Yo quería salir de allí cuanto antes; recuperar a FRAN y desaparecer en su caballo principesco hasta traspasar la línea del horizonte. Y así fue, al principio. Esperó paciente hasta que conseguí salir del teatro, y como habíamos hecho tantas veces nos fuimos a la playa corriendo y nos compramos un helado.
Deseaba compartir mi éxito con él porque ni siquiera creía que fuera mío. Sin su magia nunca lo hubiera conseguido, de eso estaba segura y , en aquél momento, me encontraba dispuesta a sellar aquél día tan importante de mi vida con una declaración de amor.

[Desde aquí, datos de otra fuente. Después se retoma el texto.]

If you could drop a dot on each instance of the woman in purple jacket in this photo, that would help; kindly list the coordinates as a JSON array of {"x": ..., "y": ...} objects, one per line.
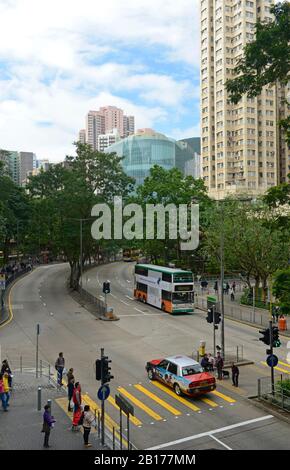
[{"x": 48, "y": 422}]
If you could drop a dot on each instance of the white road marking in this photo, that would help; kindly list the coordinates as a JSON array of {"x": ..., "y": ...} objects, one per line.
[
  {"x": 210, "y": 433},
  {"x": 135, "y": 308},
  {"x": 220, "y": 442}
]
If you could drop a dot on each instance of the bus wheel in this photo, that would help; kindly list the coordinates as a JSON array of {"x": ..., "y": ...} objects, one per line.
[
  {"x": 177, "y": 390},
  {"x": 151, "y": 375}
]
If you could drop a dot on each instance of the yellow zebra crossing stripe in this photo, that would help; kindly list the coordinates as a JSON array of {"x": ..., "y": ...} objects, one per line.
[
  {"x": 277, "y": 368},
  {"x": 176, "y": 397},
  {"x": 133, "y": 419},
  {"x": 224, "y": 397},
  {"x": 158, "y": 400},
  {"x": 141, "y": 405}
]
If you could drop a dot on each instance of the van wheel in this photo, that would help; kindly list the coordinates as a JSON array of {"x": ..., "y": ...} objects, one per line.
[
  {"x": 177, "y": 390},
  {"x": 151, "y": 375}
]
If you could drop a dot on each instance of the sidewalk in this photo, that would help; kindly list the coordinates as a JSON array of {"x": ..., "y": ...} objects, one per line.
[
  {"x": 233, "y": 309},
  {"x": 20, "y": 428}
]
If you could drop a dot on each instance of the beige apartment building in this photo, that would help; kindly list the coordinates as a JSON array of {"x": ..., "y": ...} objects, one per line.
[{"x": 240, "y": 144}]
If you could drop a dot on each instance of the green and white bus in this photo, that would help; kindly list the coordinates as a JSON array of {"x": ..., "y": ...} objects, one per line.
[{"x": 169, "y": 289}]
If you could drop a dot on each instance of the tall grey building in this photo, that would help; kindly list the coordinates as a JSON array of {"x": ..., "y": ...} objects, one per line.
[{"x": 240, "y": 142}]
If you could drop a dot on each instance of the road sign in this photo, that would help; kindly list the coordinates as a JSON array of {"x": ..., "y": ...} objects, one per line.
[
  {"x": 272, "y": 360},
  {"x": 124, "y": 405},
  {"x": 2, "y": 282},
  {"x": 103, "y": 392}
]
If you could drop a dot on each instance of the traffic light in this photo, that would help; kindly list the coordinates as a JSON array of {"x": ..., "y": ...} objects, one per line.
[
  {"x": 209, "y": 317},
  {"x": 106, "y": 374},
  {"x": 217, "y": 318},
  {"x": 276, "y": 340},
  {"x": 106, "y": 287},
  {"x": 266, "y": 336},
  {"x": 98, "y": 369}
]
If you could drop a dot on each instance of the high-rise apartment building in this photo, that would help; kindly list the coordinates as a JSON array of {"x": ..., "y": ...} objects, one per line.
[
  {"x": 239, "y": 143},
  {"x": 103, "y": 122}
]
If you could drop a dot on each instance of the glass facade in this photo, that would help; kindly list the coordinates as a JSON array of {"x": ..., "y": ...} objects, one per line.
[{"x": 142, "y": 151}]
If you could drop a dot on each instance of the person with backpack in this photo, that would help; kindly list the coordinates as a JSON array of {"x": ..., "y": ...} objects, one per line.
[
  {"x": 77, "y": 401},
  {"x": 48, "y": 423},
  {"x": 86, "y": 421},
  {"x": 70, "y": 387},
  {"x": 219, "y": 363}
]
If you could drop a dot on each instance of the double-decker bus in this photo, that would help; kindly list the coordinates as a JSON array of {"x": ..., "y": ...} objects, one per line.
[{"x": 166, "y": 288}]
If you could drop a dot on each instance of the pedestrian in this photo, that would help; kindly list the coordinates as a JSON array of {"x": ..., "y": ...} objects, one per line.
[
  {"x": 70, "y": 387},
  {"x": 210, "y": 362},
  {"x": 6, "y": 387},
  {"x": 48, "y": 423},
  {"x": 204, "y": 363},
  {"x": 219, "y": 363},
  {"x": 216, "y": 287},
  {"x": 277, "y": 310},
  {"x": 5, "y": 367},
  {"x": 2, "y": 394},
  {"x": 88, "y": 419},
  {"x": 235, "y": 375},
  {"x": 59, "y": 365},
  {"x": 77, "y": 401}
]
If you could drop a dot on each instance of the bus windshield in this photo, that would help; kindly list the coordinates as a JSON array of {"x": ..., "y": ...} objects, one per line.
[{"x": 182, "y": 297}]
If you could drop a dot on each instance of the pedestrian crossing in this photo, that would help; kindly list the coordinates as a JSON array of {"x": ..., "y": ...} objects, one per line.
[{"x": 154, "y": 403}]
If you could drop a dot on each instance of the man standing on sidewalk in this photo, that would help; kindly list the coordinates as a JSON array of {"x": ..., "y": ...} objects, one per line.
[
  {"x": 235, "y": 375},
  {"x": 59, "y": 365},
  {"x": 219, "y": 363}
]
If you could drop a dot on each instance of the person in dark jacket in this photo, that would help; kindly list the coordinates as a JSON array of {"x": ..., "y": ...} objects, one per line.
[
  {"x": 70, "y": 387},
  {"x": 219, "y": 363},
  {"x": 48, "y": 422},
  {"x": 235, "y": 375}
]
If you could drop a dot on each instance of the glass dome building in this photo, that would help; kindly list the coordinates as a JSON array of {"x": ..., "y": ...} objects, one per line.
[{"x": 147, "y": 148}]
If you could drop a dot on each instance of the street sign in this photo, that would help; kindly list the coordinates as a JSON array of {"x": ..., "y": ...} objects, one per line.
[
  {"x": 124, "y": 405},
  {"x": 272, "y": 360},
  {"x": 2, "y": 282},
  {"x": 103, "y": 392}
]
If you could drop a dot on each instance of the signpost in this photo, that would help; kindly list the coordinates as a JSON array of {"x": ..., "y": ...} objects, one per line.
[{"x": 128, "y": 409}]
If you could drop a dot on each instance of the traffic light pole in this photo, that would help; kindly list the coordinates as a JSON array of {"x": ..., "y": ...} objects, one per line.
[{"x": 103, "y": 401}]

Estuvimos charlando y riendo atropelladamente durante un buen rato. ÉL me cogía de la cintura con frecuencia y me abrazaba con la misma naturalidad que yo veía en las parejas de novios. De pronto se puso frente a mí y, sujetándome por los hombros y esbozando una gran sonrisa, exclamó:
— ¡ESTOY ENAMORADO!
Casi pierdo de nuevo el sentido. Mis ojos se dilataron hasta el infinito. ¡Me sentía en el paraíso! Mi cabeza daba vueltas sobre la memoria, proyectándome a cámara rápida los grandes momentos que habíamos pasado juntos. La sonrisa no me cabía en el rostro y estaba haciendo un esfuerzo titánico por no empezar a gritar mi felicidad allí mismo.

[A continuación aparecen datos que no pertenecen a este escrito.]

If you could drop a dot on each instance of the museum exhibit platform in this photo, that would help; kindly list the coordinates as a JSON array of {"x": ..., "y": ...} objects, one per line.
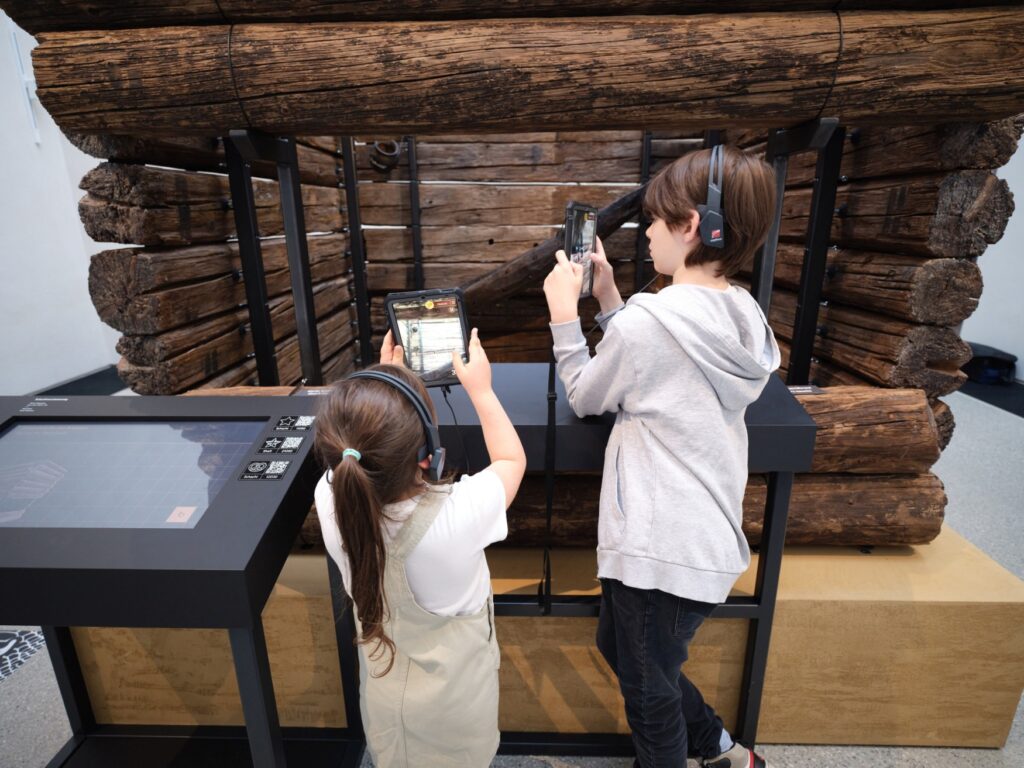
[{"x": 908, "y": 645}]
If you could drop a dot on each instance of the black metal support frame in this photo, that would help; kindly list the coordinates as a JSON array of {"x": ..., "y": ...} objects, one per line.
[
  {"x": 825, "y": 137},
  {"x": 356, "y": 249},
  {"x": 242, "y": 147},
  {"x": 414, "y": 207}
]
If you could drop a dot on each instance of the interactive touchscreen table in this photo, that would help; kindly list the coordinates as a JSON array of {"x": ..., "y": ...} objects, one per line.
[{"x": 154, "y": 512}]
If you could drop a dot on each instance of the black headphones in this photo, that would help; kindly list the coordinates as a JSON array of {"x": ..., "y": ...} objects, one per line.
[
  {"x": 432, "y": 449},
  {"x": 712, "y": 219}
]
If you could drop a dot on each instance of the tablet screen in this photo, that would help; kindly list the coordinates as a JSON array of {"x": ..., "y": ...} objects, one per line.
[{"x": 430, "y": 329}]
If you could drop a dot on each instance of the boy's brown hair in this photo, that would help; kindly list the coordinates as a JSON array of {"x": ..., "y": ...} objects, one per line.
[{"x": 748, "y": 203}]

— Se llama Carlota. ¡Estoy deseando que la conozcas!
Sentí una bala atravesando mi corazón y enmudecí de repente, pero antes me dio tiempo a articular la última frase que saldría de mi boca en los tres meses siguientes:
— ¡¡¡OLVÍDATE DE MÍ!!!
Si hubiera visto la película de Michel Gondry, que no se había rodado todavía, me hubiera ido directamente adonde pudieran borrar mis recuerdos. Aquél flirteo a ritmo lento jamás se convirtió en romance, como aseguraba Billy Wilder; para mí fue como si hubiera asistido a su funeral, y os aseguro que me costó meses enterrarlo y recuperarme de semejante desengaño.